In a moment my new hopes were dashed. Her answer was coming to me, not through speech, but through thought transmission, recording itself on my mind as if it were tapped out on a machine. She was telling me why she would not speak to me. She was communicating with me, but handing me the answer as if it had been made up in a packet for her and she was merely the machine that ran it off.
“There is no need for oral speech between adult people,” came her message, “unless they are so feeble in their mind that they cannot transmit their thoughts without it. Oral speech is merely a gesture to help the sending of thought in the case of those who cannot send it without such help.”
“But,” I cried, “you spoke aloud to the children just now. Why will you not speak aloud to me?”
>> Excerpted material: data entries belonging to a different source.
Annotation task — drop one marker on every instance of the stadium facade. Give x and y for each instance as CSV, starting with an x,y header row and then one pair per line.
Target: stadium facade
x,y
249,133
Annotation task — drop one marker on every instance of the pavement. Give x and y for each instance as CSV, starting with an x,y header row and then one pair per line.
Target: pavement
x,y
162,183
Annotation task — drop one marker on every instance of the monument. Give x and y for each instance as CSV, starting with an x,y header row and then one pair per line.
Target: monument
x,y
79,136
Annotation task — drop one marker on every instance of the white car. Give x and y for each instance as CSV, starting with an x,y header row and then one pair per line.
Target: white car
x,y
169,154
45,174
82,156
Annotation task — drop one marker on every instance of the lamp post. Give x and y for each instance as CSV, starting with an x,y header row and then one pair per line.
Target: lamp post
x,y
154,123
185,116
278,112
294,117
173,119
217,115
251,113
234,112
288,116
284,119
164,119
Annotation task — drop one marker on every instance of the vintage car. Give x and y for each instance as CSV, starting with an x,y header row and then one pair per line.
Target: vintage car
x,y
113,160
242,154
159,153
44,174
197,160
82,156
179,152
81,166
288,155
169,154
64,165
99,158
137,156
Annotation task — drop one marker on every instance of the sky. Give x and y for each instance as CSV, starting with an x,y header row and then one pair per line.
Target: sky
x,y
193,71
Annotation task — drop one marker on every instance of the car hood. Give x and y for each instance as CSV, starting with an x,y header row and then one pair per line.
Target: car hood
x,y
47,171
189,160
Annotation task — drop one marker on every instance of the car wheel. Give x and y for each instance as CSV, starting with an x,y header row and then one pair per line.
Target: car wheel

“I have used speech with the children,” came her answer, “because human thought has been so accustomed to shape itself through the gestures which are words that children still have to learn to think first through words. But, when we have taught them how to think by the use of word-gestures, we make them put aside such clumsy methods of communication. They can do without them if they become Masters of Will or Knowledge, but not always if they remain in the lower grades of mind.”
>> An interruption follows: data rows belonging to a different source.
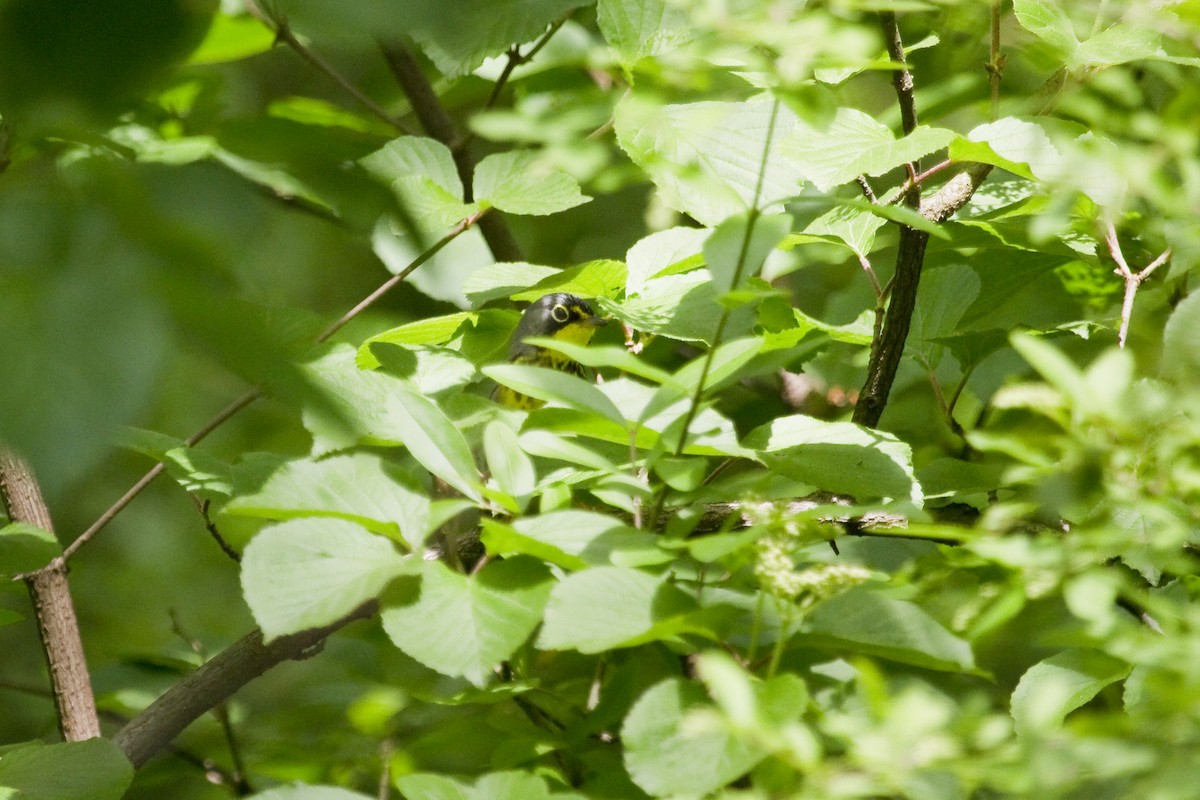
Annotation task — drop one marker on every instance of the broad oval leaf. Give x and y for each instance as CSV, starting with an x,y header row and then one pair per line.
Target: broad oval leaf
x,y
667,757
467,625
310,572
It was a good answer—clear and s
trong—and it came to me as it might have come from a penny-in-the-slot machine. For all the human contact I received through it, I might as well have been listening to a speaking robot.
If the woman were capable of astonishment, she must have been astounded by the strangeness of my voice, so loud and strident compared with theirs. She must have been surprised at my question and my request, since both showed that I was completely strange to their system, and she could not have met many such strangers. She must have been surprised by my appearance, by my curious Latin, by my movements and gestures and expression. But she showed no sign of noticing any of these things, as if her brain were boxed up in some compartment in which it could busy itself only with one thing.
I felt baffled, beaten down, once again encompassed by the thing from which there seemed to be no escape. I had failed in my most hopeful effort to make contact. I must give up that hope. But, if I could not get contact, I could at least get knowledge, and I must get it. I must learn what these people were doing, and I must begin with the knowledge of how they were shaping the human material before it had become absorbed. This was the road that I, too, would go, if they could get me.
I heard myself questioning her about the nature of her work, the purpose that she was to attain through her teaching. I was forcing myself to talk about these things, not because I wanted to know about them, but because I felt impelled to ask her questions such as she could answer. But, although I was asking her these questions, my mind was not in a condition to receive her answers. I was in too emotional a mood to be interested in them at the moment. What I wanted was not information, but some touch with a human being, and, instead of leaving my mind open to her answers, I was watching her face, her eyes, every movement of her, with a craving for some little gesture, attitude, expression, that would link us through our common humanity.
As I watched and listened, my hopes died. There was not the slightest response on her part, not the slightest awakening of any human expression, or of any awareness of me as anything but material on which a message was to be recorded. As a human being I had for her as little personal existence as I had for the other automatons.